Chaitanya has developed as an actor, and it’s obvious he has worked hard and really improved his dancing. He handled the demanding action sequences well, and the multiple camera angles and slo-mo replays meant he had to deliver in those scenes or they wouldn’t have worked at all. He does look rather embarrassed by a few of his outfits, but by the time we get to the lilac satin band-leader costume he seems to have become resigned to his fate. The lurid checked lunghi in the final song doesn’t faze him at all but he seems to suffer from Thrust Reluctance.
He’s also committed to the wet look throughout the film, indulging in a number of activities guaranteed to keep him slightly soggy.
Rahul Dev is excellent as the evil RD and his execution of a rival involving a prosthetic leg was rather special. Although Kelly Dorjee doesn’t turn up quite as often he makes up for it by some inspired sneering behind his ever present sunglasses.
But that’s all the good stuff. The story is weak and the white slave trade link pathetic.
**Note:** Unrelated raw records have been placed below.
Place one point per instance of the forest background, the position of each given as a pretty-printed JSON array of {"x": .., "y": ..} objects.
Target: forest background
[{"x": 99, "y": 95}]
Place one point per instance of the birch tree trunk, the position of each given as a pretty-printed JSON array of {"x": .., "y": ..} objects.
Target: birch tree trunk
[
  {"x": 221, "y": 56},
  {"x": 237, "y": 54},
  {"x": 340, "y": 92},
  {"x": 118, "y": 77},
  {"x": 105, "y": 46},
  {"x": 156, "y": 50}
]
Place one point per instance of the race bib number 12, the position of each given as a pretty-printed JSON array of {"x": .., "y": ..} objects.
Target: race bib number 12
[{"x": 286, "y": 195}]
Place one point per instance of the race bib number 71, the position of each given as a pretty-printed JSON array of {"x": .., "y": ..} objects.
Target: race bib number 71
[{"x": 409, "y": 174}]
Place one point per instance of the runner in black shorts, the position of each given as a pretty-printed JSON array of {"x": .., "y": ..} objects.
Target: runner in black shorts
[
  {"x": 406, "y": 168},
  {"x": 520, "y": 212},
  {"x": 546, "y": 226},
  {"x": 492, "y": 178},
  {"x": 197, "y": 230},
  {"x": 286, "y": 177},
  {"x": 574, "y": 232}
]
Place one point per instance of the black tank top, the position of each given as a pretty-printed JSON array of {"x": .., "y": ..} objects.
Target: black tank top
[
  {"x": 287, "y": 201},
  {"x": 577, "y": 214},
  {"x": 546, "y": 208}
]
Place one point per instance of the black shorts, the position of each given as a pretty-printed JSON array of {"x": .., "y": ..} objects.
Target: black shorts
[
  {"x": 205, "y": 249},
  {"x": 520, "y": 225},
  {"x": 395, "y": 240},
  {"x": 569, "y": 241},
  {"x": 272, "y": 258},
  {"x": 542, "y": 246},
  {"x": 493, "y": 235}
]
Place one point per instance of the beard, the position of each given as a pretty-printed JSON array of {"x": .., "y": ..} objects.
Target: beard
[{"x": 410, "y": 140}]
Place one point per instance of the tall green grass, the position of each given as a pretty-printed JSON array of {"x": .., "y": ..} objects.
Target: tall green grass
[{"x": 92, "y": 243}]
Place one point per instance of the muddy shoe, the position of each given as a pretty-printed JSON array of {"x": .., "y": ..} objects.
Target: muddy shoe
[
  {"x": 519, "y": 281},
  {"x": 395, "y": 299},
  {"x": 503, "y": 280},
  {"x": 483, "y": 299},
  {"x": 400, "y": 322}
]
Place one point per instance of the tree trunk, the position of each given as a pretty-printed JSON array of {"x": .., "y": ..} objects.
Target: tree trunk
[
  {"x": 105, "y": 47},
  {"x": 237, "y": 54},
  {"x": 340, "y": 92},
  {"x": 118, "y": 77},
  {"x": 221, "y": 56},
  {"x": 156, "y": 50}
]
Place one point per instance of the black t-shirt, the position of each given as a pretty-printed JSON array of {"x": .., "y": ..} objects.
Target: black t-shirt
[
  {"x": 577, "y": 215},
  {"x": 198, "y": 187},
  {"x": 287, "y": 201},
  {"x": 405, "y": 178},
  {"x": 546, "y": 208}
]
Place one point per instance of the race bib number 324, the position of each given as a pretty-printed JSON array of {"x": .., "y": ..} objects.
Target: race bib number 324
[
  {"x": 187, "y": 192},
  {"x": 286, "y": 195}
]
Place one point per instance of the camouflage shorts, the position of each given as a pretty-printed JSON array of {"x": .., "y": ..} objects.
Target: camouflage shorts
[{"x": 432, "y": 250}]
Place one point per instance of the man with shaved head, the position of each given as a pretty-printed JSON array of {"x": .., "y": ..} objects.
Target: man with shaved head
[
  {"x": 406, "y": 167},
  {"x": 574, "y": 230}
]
The comedy with Brahmi, Ali and various others all falls very flat and mainly involves racist and sexist jokes. It’s all unnecessary and not even remotely funny. Venu Madhav is mildly amusing but totally unnecessary as is MS Narayana. The pace of the first half is too slow as time is spent on laborious set-ups and establishing characters who lacked substance or who disappeared. There were silly errors; in the Super 8 film of baby Ria and her mother, there is someone in shot using a digital video camera. And don’t get us started on Hair Continuity – it was all over the place (literally).
Chaitanya is more amusing in some lighter moments than any of the ‘comedians’ and those scenes suited the masala action style of the film much better. Dhada is style over substance. But it’s worth a watch for the well executed fight scenes and nicely picturised songs from a reasonably appealing soundtrack. Not a great film, but not a terrible one. And if you take nothing else away from Dhada, the phrase ‘Smoking is injurious to health’ became even more ominous.